The next speaker, according to his promise, explains the drawbacks of the heavenly state. As the fruit of works done on earth is enjoyed in heaven, whilst no other new works are performed there from which new rewards could spring, this enjoyment is cut off from its root, and must therefore come to an end. For this world is the place for works, while the other is the place for reward. This loss of gratifications, to which the heart has become devoted, and the dissatisfaction and pain which arise in the minds of those who have sunk to a lower estate, from beholding the more brilliant prosperity of others, is intolerable. To this must be added the consciousness and the bewilderment of those who so descend, and the fear of falling, which they experience when their garlands begin to fade. Such are the defects, which attach to all existence till it is absorbed in Brahma. But the state of those who have fallen from heaven is not altogether without compensation. As a result of their previous good deeds they are born in a condition of happiness; though, if they are not vigilant, they sink still lower. Having given this explanation, the messenger of the gods invites Mudgala to accompany him to paradise. The saint, however, after consideration, replies that he can have nothing to do with a state of happiness which is vitiated by so great defects, and the termination of which is followed by so great misery. He has therefore no desire for heaven; and will seek only that eternal abode where there is no sorrow, nor distress, nor change. He then asks the celestial messenger what other sphere there is which is free from all defects. The messenger replies that above the abode of Brahma is the pure eternal light, the highest sphere of Vishnu who is regarded as the supreme Brahma.

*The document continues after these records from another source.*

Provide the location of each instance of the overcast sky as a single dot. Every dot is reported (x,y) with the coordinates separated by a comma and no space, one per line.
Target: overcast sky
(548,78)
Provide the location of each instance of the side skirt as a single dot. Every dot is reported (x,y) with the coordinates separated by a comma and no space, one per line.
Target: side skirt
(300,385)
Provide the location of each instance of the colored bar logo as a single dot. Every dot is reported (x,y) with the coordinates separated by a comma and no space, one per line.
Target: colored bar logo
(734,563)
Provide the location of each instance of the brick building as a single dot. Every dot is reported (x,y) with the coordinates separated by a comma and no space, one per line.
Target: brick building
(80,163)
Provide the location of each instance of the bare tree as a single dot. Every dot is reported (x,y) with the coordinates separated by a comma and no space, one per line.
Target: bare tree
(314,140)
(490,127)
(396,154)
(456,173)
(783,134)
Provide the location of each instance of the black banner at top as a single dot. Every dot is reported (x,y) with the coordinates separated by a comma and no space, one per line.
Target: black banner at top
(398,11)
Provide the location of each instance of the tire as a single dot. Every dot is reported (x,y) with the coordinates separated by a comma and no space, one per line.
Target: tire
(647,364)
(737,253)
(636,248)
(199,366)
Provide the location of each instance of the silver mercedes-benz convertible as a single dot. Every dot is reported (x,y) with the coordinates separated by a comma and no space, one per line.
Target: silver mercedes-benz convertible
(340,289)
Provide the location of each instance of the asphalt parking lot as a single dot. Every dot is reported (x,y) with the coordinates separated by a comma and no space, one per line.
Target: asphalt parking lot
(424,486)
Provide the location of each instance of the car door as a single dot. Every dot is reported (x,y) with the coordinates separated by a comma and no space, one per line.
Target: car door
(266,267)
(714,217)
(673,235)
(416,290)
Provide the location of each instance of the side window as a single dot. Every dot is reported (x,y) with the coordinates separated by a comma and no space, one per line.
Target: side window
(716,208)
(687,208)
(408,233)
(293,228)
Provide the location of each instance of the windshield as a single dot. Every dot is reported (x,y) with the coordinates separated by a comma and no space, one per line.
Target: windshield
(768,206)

Thus none can proceed who are devoted to objects of sense, or who are the slaves of dishonesty, avarice, anger, delusion or malice; but only the unselfish, the humble, those who are indifferent to pain and pleasure, those whose senses are under restraint, and those who practice contemplation and fix their minds on the deity. The sage, Mudgala then dismissed the messenger of the gods, began to practice ascetic virtues, becoming indifferent to praise and blame, regarding clouds, stones and gold as alike. Pure knowledge led to fixed contemplation; and that again imparted strength and complete comprehension, whereby he attained supreme eternal perfection.
Mudgala is also a name of a teacher of the Rig Veda
Mudgala was one of the five sons of Hariyaswa, king of Panchala.